"Ermeni Yasa Tasarısı'nda olduğu gibi belli yaptırımlarla Türkiye'yi köşeye sıkıştırmaya çalışıyorlar"
Genel Başkan Yardımcısı Mahir Ünal, katıldığı bir canlı yayında, ABD Senatosu'nun 1915 Ermeni olaylarını "soykırım" olarak tanıyan bir karar tasarısını kabul etmesine ilişkin kararını değerlendirdi.
Tarihi bir gerçekliğin, ancak belgeler ve akademik
çalışmalar üzerinden değerlendirilebileceğini belirten Ünal, Amerika ve oradaki
lobiler için meselenin tarihteki bir olayla ilgili olmadığını söyledi.
Ünal, Türkiye'ye karşı, özellikle bölgede oluşturduğu yeni dinamik dış politikaya karşı bir yaptırım niteliği taşıyan kararın, Türkiye nezdinden yok hükmünde olduğunu vurguladı.
Amerika'nın 24 Nisan'ı Türkiye'ye karşı uluslararası bir kart olarak gördüğünü ve gündeme taşıdığını dile getiren Ünal, "Bugün ise yapılan tamamen tarihin siyasileştirilmesi, tarihin susturulup bir yaptırım aracı haline getirilmesinden ibaret. Bu durum, Türkiye Amerika ilişkilerine zarar verecek bir durum." ifadelerini kullandı.
Türkiye'nin sahada yaptırımlarla geri adım attırılabilecek bir ülke olmadığını altını çizen Ünal, "Ermeni Yasa Tasarısı’nda olduğu gibi belli yaptırımlarla Türkiye'yi köşeye sıkıştırmaya çalışıyorlar. Bu da kaçınılmaz olarak Türkiye Amerika ilişkilerine zarar veriyor. Senatoda bu kararın alınmasıyla birlikte Amerika Türkiye ilişkilerinde telafisi olmayan bir yara açıldı." dedi.

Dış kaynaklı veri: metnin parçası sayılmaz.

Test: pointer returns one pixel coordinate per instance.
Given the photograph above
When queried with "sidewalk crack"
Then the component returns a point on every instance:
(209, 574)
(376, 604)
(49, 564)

"Küskünlerin beraber ağlaşması"
Ünal, siyasette yeni oluşumlara da değinerek, bir siyasi hareketin oluşumunda bakılması gereken asıl noktanın yeni oluşum içinde olan siyasi partinin söylemi, amblemi ya da ismi olmadığını belirtti.
Bugünkü oluşumların siyasal alanda bir boşluğu doldurmadığını ifade eden Ünal, sözlerini şöyle sürdürdü: "Siyasi oluşumları hayata geçiren toplama kadroların kamuoyu nezdinde de bir karşılığı görünmüyor. AK Parti içinde yeni bir siyasi oluşum hayata geçiremeyip, AK Parti'nin bütünlüğü ve lideri ile kurduğu ilişkiyi bozamayan bir grubun şu anda tam da bu motivasyonla yeni bir siyasal oluşuma gittiklerini görüyoruz. Bu siyasal oluşumun bir toplumsal karşılığının olmadığını görüyoruz. Bir siyasi parti siyasette bir boşluğu doldurmalıdır. Bir karşılığı olmalıdır. Eğer sizin doldurduğunuz boşluk, AK Parti'de aradığını bulamayanların küskünlüğünün karşılığı ise bu bir siyasal hareket değildir. Bu olsa olsa siyasette aradığını bulamayan, küskünlerin bir araya gelerek beraber ağlaşmalarından ibarettir."
"Milletvekilleri kiralık olarak gönderilmez"
İYİ Parti Genel Başkanı Meral Akşener'in talep olursa Ahmet Davutoğlu'nun partisine milletvekili gönderilebilecekleri sözlerinin hatırlatılması üzerine de Ünal, şunları kaydetti: "Türk siyasetinde bir bidat adeta oluşturdular. Bu, 'kiralık vekil' çok çirkin bir ifade farkındayım. Milletin iradesi kimsenin tekelinde değildir. Siz parti içi demokrasiden bahsedeceksiniz, millet iradesinden bahsedeceksiniz. Sonra milletin iradesiyle CHP'den ya da İYİ Parti'den seçilmiş vekilleri kiralayacaksınız. Sonra da diyeceksiniz ki demokrasiyi güçlendirmek için bunu yapıyoruz. Kusura bakmayın, buna kimse inanmaz. Milletin iradesi ile seçilmiş milletvekilleri bir genel başkanın iradesiyle bir yerlere kiralık olarak gönderilmez. Gönderiyorlarmış, hayrını görsünler. İşin siyasal ahlakı, siyasi etiği budur. Milletin sandıkta tecelli etmiş iradesi kutsaldır. O milletin sandıkta tecelli etmiş iradesi, bir genel başkanın talimatı ile bir başka siyasi partiye gönderilmez. Seçmen seçseydi onları seçerdi."